Sul punto del rapporto con la politica, cioè con Renzi, l’intero passaggio è questo: «Contrastiamo e contrasteremo l’idea di un’autosufficienza del Governo, che taglia non solo l’interlocuzione con le forme di rappresentanza, ma ne nega il ruolo di partecipazione e di sostanziamento della democrazia. Una logica di autosufficienza della politica che sta determinando una torsione democratica verso la governabilità a scapito della partecipazione». Il sindacato, secondo Camusso, non è «orfano, ma protagonista». Eccetera. Il segretario ha detto molte altre cose che risulta impossibile riassumere qui. Ma varrà la pena di mettere in evidenza un paio di punti molto concreti e simbolici di tutto un modo di ragioanre. Il primo, che tocca davvero tutti noi, riguarda la cassa in deroga. Il secondo quello della formazione.

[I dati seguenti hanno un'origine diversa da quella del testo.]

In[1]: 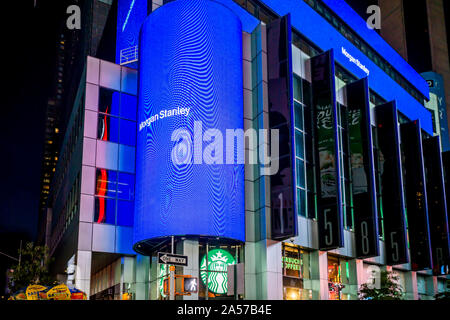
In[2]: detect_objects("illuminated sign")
[400,121,433,271]
[311,50,344,250]
[341,47,370,75]
[346,78,379,259]
[158,264,170,298]
[229,0,433,134]
[282,257,302,271]
[134,0,245,250]
[200,249,236,294]
[375,101,409,265]
[116,0,147,68]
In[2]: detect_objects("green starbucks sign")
[200,249,236,294]
[158,264,169,298]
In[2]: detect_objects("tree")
[359,271,403,300]
[9,242,54,292]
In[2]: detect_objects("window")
[94,169,134,226]
[97,113,119,143]
[120,93,137,121]
[98,87,119,116]
[119,119,136,146]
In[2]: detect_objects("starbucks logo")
[200,249,236,294]
[158,264,169,298]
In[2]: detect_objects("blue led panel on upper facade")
[250,0,433,134]
[323,0,429,99]
[133,0,245,246]
[116,0,147,68]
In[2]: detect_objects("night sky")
[0,0,65,251]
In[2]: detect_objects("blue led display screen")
[134,0,245,248]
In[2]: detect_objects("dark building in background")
[38,0,112,243]
[346,0,450,150]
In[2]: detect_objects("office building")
[43,0,449,300]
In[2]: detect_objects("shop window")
[282,243,312,300]
[328,255,357,300]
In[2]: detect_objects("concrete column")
[317,251,329,300]
[149,256,159,300]
[135,254,150,300]
[426,276,438,297]
[262,240,283,300]
[75,250,92,299]
[183,240,201,300]
[404,271,419,300]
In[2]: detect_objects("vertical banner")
[442,151,450,226]
[375,101,409,265]
[267,14,297,240]
[347,78,379,259]
[423,136,450,275]
[400,120,433,271]
[311,50,344,250]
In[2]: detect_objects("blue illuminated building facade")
[43,0,450,300]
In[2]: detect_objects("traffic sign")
[184,277,198,293]
[158,252,188,267]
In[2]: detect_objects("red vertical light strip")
[97,107,108,223]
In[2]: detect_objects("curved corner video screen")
[134,0,245,248]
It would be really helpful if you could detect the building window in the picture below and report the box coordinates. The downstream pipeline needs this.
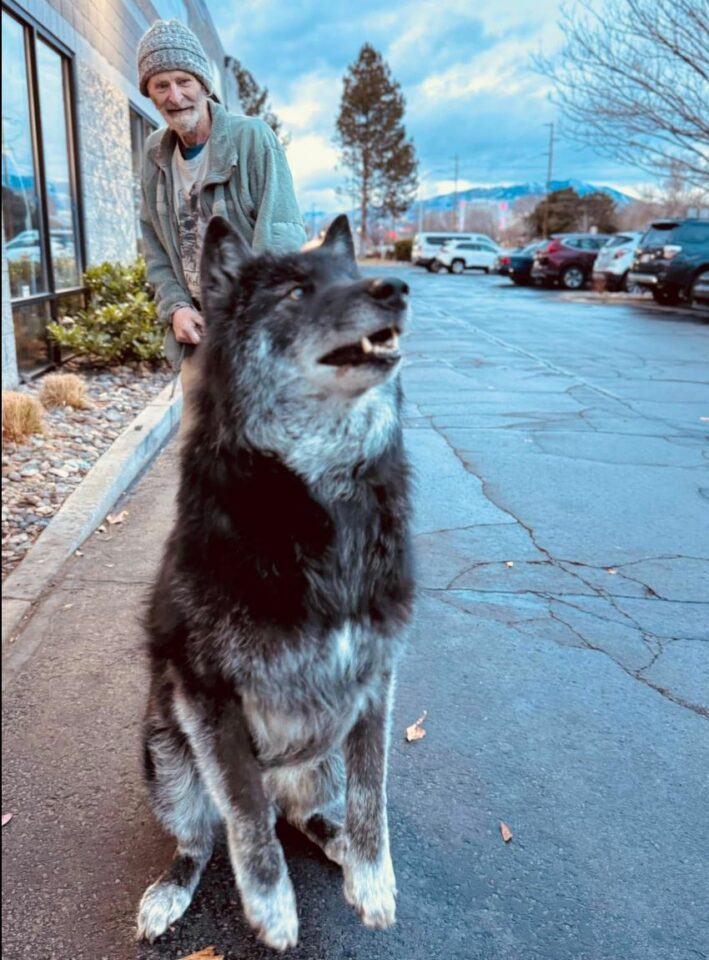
[130,107,157,256]
[2,8,83,372]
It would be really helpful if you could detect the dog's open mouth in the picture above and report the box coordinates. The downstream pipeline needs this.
[318,327,401,367]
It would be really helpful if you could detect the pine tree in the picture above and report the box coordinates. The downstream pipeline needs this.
[227,57,290,147]
[335,43,417,253]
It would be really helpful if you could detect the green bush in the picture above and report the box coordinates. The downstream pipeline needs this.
[47,259,165,364]
[394,237,414,260]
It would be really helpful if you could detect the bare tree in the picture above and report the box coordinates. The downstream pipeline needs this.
[534,0,709,191]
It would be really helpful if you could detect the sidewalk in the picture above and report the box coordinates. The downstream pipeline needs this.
[3,271,709,960]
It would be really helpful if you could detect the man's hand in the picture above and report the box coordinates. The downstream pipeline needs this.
[172,307,204,344]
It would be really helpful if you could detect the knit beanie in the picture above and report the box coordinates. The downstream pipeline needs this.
[138,20,213,97]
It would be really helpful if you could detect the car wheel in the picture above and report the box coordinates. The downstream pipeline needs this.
[561,267,586,290]
[689,270,709,306]
[652,287,679,307]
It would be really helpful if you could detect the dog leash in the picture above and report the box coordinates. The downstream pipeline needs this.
[170,343,185,400]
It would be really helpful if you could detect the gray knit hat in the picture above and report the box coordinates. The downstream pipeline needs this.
[138,20,213,97]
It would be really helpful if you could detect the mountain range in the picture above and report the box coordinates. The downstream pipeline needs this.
[413,180,633,212]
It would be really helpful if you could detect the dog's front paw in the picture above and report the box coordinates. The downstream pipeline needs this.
[137,880,192,943]
[241,873,298,951]
[343,852,396,930]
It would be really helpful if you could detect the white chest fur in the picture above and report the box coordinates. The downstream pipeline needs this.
[244,622,378,760]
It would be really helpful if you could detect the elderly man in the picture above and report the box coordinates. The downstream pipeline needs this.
[138,20,305,398]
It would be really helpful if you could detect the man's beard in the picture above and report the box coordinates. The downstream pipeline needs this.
[163,103,202,133]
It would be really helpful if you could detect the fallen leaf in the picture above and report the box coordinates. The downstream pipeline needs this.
[406,710,428,743]
[180,947,224,960]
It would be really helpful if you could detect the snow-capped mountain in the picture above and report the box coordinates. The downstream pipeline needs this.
[416,180,632,210]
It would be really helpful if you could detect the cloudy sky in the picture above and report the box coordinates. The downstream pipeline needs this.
[208,0,647,214]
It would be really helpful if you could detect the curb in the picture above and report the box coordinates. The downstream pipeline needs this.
[2,384,182,651]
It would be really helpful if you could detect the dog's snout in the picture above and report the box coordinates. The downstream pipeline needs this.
[367,277,409,307]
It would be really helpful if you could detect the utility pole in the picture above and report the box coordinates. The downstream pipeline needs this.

• Che cos’è la cassa in deroga?
La cassa integrazione è finanziata dalle trattenute sulle buste paga. La cassa in deroga è quella a cui si ricorre quando i soldi versati allo scopo da lavoratori e datori di lavoro sono finiti: significa che, da quel momento in poi, si attinge alla fiscalità generale, cioè alle tasse che paghiamo. Ha scritto Enrico Marro sul Corriere della Sera di ieri: «Gli strumenti in deroga si sono trasformati in un sussidio permanente». Poco meno di sei miliardi tra il gennaio 2009 e il luglio 2013. Di questi, 2,5 miliardi sono stati erogati nel 2013. Chiariamo subito che sono soldi buttati dalla finestra: le aziende che ricorrono alla cassa in deroga sono nella stragrande maggioranza dei casi morte o moriture. Siamo dunque in presenza di uno spreco. E uno spreco è anche la cosiddetta formazione (benevolmente la Corte dei Conti ha giudicato la gran parte degli interventi di formazione «generalistici»). Beh, Camusso chiede l’unificazione di tutte le casse e «una nuova indennità di disoccupazione»: il problema delle coperture non si pone. Quanto alla formazione, si auspica «un sistema formativo vero che integri gli ammortizzatori ed efficaci strumenti di incrocio tra domanda e offerta». Qualunque cosa significhi quest’ultimo passaggio, anche la Cgil, si direbbe, si allontana dalla concertazione: non ha in realtà niente da offrire all’eventuale controparte che la facesse sedere al tavolo. Nel discorso c’è stata persino la difesa del carrozzone Covip, intoccabile perché guidato da un ex boss cislino.
• Sul decreto lavoro?
Negativo. «Va nel verso dell’ulteriore precarizzazione». Cgil si illude, o ci illude, che possano tornare i tempi del posto fisso a vita, con tutte le garanzie. Un modo sicuro per non affrontare il tema scottante del governo della flessibilità, ineludibile purtroppo ai nostri tempi.